Market: Europe ends in the red, no break for the ECB

by Diana Mandia

(Reuters) – European shares ended lower on Thursday, with the exception of London, as the European Central Bank (ECB) announced another rate hike and its president Christine Lagarde dismissed any impending lull in the market.

In Paris, the CAC 40 lost 0.51% to 7,290.91 points and the German Dax 0.13%. The British Footsie rose 0.34 per cent.

The EuroStoxx 50 index ended up 0.25%, the FTSEurofirst 300 0.09% and the Stoxx 600 0.13%.

The ECB raised interest rates by a quarter of a point on Thursday, as expected by markets, an eighth straight hike that did not stop the Frankfurt institution from leaving the door open to others despite signs of economic weakness in the euro zone and the start of a slowdown in inflation.

The ECB estimates that inflation will remain above its target of 2% until and including 2025.

“The slight upward revision of the ECB’s inflation forecast supported expectations of further tightening,” said Massimiliano Maxia, senior rate strategist at Allianz General Investment, adding another 25 basis points. “more than some in July”.

The ECB’s monetary policy decision comes a day after the US central bank announced a pause in the rate hike cycle, but its chairman Jerome Powell used a tone deemed “hawkish” and warned of the possibility of two more rate hikes before the end of the year.


In shares, online fashion retailer ASOS rose 14.7% after reporting a return to profitability in the third quarter, while H&M was upbeat in June after sales fell in the three months to the end of May, rising 5.3%.

In the process, the European distribution division showed a gain of 0.32% on Thursday.

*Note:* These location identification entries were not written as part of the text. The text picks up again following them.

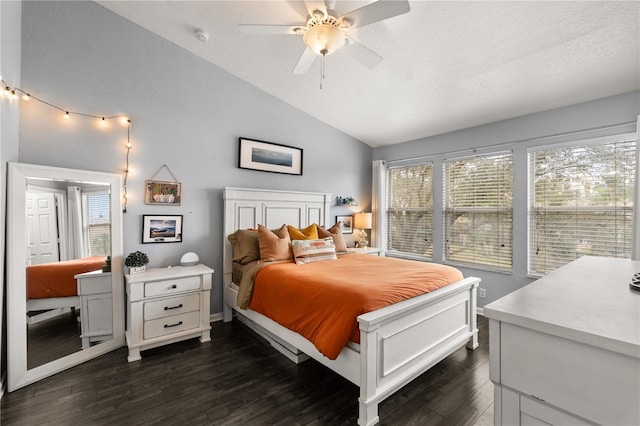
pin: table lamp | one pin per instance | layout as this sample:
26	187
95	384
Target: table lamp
363	221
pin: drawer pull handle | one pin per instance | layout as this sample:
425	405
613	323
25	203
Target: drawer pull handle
173	325
166	308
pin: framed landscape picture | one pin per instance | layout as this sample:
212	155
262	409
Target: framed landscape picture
165	193
346	224
161	229
269	157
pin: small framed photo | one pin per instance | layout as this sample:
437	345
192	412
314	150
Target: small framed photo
165	193
346	223
269	157
161	229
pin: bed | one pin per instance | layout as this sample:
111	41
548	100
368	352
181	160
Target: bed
388	355
53	285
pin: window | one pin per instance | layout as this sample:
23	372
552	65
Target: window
98	223
478	211
410	210
581	203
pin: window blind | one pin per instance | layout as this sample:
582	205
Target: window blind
99	224
581	203
410	210
478	212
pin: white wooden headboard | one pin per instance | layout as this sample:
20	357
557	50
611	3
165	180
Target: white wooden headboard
246	208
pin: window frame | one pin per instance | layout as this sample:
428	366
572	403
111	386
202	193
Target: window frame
446	212
531	183
429	210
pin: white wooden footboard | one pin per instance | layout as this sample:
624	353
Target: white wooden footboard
401	341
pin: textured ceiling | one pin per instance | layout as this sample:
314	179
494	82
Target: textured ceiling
447	65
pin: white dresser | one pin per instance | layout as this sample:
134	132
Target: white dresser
96	307
565	349
166	305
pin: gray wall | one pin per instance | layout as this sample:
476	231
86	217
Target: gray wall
10	66
607	116
186	113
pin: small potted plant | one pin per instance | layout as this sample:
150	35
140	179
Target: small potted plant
136	262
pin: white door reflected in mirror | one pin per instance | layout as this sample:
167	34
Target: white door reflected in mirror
60	233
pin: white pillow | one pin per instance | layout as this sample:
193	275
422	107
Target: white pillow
307	251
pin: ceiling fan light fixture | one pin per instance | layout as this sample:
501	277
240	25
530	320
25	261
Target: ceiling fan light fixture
324	39
345	23
319	15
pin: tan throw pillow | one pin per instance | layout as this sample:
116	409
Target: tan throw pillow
307	251
245	246
308	233
272	246
334	232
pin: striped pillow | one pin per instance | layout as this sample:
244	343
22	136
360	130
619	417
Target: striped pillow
307	251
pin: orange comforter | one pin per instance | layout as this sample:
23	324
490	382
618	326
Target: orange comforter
57	279
322	300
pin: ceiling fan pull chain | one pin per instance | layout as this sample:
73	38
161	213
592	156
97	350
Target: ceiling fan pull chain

The price-sensitive technology sector, on the other hand, lost 0.59%, while basic resources lost 0.34%, hurt by the decline in metal prices due to weak data on industrial production and retail sales in China.

In Paris, Lagardère lost 2.04% as European competition authorities investigate the conditions under which Vivendi (+0.1%) completed the takeover of its competitor.

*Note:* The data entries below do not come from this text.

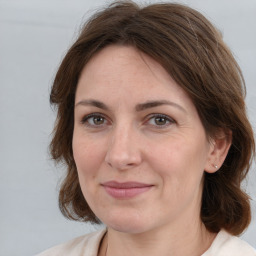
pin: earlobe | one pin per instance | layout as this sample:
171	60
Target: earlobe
219	148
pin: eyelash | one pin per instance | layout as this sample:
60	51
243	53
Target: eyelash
170	121
165	117
93	115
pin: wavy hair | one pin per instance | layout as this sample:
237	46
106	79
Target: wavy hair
192	51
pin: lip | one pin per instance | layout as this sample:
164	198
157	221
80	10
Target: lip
125	190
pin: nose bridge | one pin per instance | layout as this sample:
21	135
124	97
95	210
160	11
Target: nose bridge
123	151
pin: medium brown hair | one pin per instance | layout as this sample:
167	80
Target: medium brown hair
192	51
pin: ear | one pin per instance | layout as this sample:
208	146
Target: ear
219	147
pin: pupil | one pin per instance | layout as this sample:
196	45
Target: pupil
160	120
98	120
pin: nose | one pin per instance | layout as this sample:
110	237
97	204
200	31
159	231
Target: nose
123	149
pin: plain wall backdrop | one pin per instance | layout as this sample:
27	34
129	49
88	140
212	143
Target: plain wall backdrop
34	36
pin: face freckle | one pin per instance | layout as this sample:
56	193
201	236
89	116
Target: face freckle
166	160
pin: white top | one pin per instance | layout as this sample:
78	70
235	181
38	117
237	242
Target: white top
223	245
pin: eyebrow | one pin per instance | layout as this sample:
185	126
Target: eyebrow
157	103
94	103
138	107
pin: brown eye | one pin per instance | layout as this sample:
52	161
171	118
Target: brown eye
94	120
98	120
160	120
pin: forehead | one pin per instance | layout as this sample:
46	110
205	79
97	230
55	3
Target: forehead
125	72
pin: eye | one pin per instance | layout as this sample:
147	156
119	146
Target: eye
94	120
160	120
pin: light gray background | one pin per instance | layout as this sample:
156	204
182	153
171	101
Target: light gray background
34	36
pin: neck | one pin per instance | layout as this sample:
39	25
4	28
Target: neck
159	242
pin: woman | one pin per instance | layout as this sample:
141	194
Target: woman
153	129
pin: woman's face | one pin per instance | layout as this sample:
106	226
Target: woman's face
139	145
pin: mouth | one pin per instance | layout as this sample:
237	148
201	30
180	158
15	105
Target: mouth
125	190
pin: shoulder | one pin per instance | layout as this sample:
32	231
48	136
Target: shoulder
227	245
83	245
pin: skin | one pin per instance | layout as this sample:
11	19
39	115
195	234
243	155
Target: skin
123	139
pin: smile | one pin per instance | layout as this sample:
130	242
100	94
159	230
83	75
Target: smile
125	190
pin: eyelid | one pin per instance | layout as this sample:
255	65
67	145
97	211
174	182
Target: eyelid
155	115
91	115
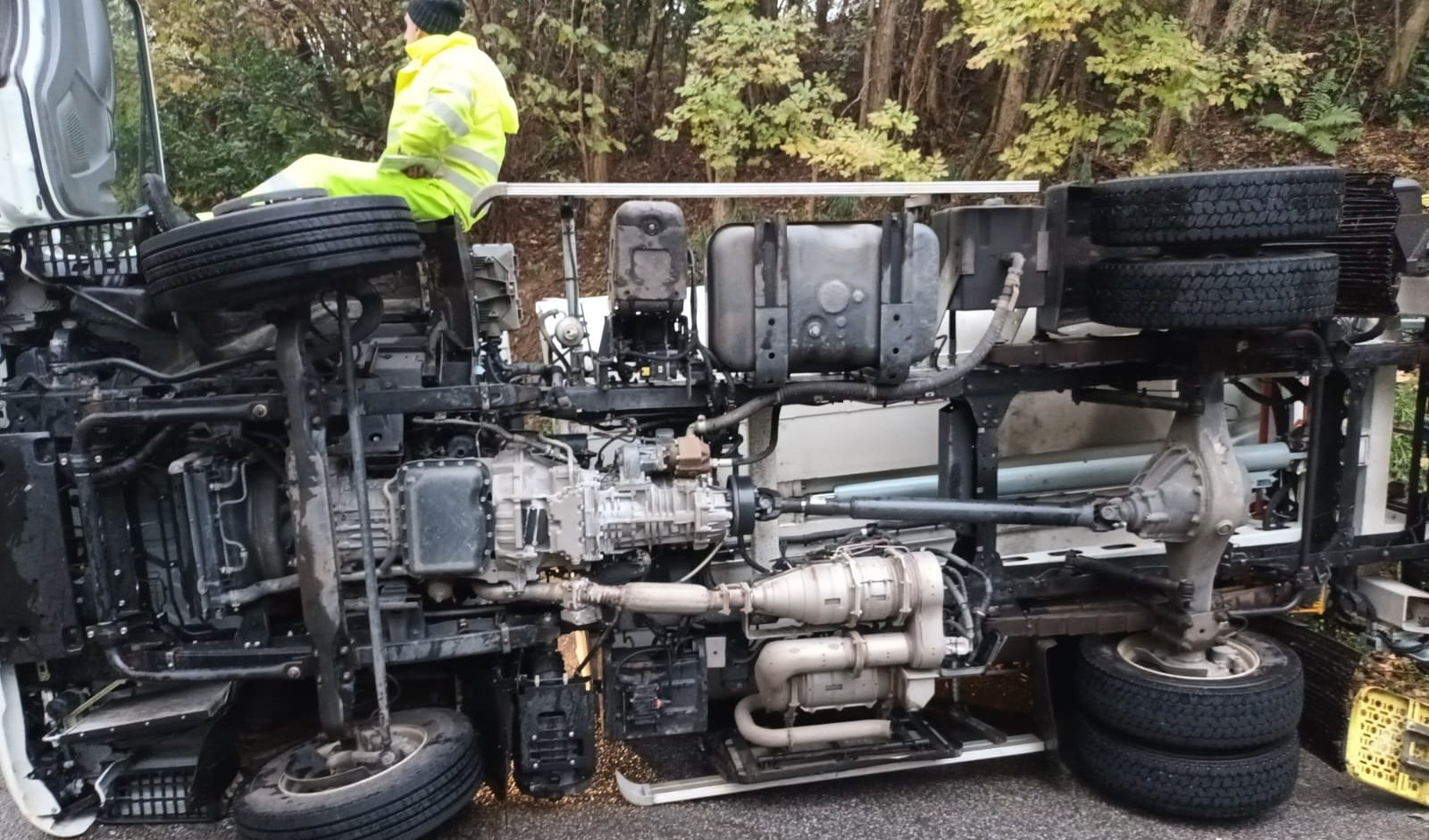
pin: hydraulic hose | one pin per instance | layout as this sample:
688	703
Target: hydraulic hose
805	392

In Zurich, SoftwareOne jumped 18.6% after a 2.9 billion Swiss franc (2.96 billion euro) takeover bid by Bain Capital Private Equity to delist the Swiss services group’s computers.

The VAT group fell 4.3% after announcing a reduction in working hours for its employees, a decision which will preserve its margins but sends a negative signal about the state of demand.


At the close in Europe, the New York Stock Exchange was up, with the Dow Jones gaining 1.01%, the Standard & Poor’s 500 0.74% and the Nasdaq Composite 0.58%.

Despite opening in the red, large cap companies finally benefited from the release of solid economic indicators and the drop in US Treasury yields.


In France, INSEE published final May consumer price index (CPI) figures on Thursday, confirming an initial estimate of 5.1% year-on-year, with energy prices notably falling and lower food prices rising. The institute has also lowered its growth forecast for France for the second quarter to 0.1% from a previously expected 0.2%.

In the US, several economic indicators point to the strength of the economy despite inflationary pressures and rising interest rates: Retail sales rose unexpectedly in May, while weekly jobless claims remained steady.


The euro hit its highest level in more than four weeks against the dollar on Thursday after the ECB raised interest rates and announced likely future hikes.

The euro is trading at $1.0931, while the dollar, which was rising mid-session on support from Fed statements, fell (-0.6%) against a basket of currencies.


The yield on 10-year German government bonds rose six basis points to 2.504% after peaking at 2.548% earlier in the session following the ECB announcements. The interest rate on the two-year German bund, which is particularly sensitive to changes in interest rate expectations, rose 13 basis points to 3.17 per cent.

In the US, 10-year and two-year Treasury yields fell more than five and three basis points to 3.73% and 4.66%, respectively, as investors digested Thursday’s economic data and the fallout from the Fed announcements the day before.


After Wednesday’s pullback, oil prices rose on Thursday, supported by a weaker dollar and rising Chinese refining activity despite weak economic data from China.

Brent fell 2.92% to $75.34 a barrel. barrel, and US crude oil (West Texas Intermediate, WTI) lost 3.09% to $70.38.


The final inflation figures for the euro area for the month of May will be published on Friday.